Some benchmarks I trust on this are here.

I’ve only recently started experimenting with building a Polars engine for the data algebra (the data algebra being a system for manipulating data in memory or generating the equivalent SQL for databases). The data algebra was always intended to have multiple data engines. I started and abandoned a few other data algebra engines, as the target system were in fact slower and less expressive than the current Pandas engine. Many of the “we are great at scale” data engines choke on common application tasks such as applying computing summaries over groups, and are fast on uninteresting benchmark-only tasks.
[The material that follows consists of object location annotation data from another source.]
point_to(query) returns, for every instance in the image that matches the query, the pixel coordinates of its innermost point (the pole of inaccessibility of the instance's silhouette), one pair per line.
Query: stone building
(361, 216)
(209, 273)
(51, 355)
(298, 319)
My new Polars adapter is not complete, but developing against Polars has been rapid, enjoyable, and quite impressive.

Here are my latest results on a simple grouped application task in Python and in R:


methodtime (seconds/run)language
Pandas0.247Python
data_algebra_Pandas0.362Python
Polars0.105Python
Polars (lazy)0.110Python
data_algebra_Polars0.111Python
base_R5.153R
data_table0.099R
dplyr1.110R
dtplyr0.144R
rqdatatable0.215R

Most importantly: the same speed is available both in R and in Python, if you use the appropriate package.

Notice in R, of the packages tested, only those based on data.table (data.table, dtplyr, and rqdatatable) are fast (achieve sub-second task timings). In Python things are a bit better, but notice Polars and packages using Polars pulling ahead of the group. (And I have seem Pandas perform much slower on non-trivial tasks with more columns.)

The purpose of the data algebra is to have a unified Codd relational style notation for data manipulation that can be used both on common data frame engines (such as Pandas in memory) and also generate SQL. It was always intended as a system for cleanly specifying data transforms, and is a language for composing transforms. Pandas, Polars and SQL are realizations of such transforms over data. Being able to switch the implementation at run time is a big advantage, one can run the same code locally or at scale in a remote database. Adding Polars as a data algebra engine is an exciting opportunity, a fast realization of what I consider to be a very convenient and powerful notation.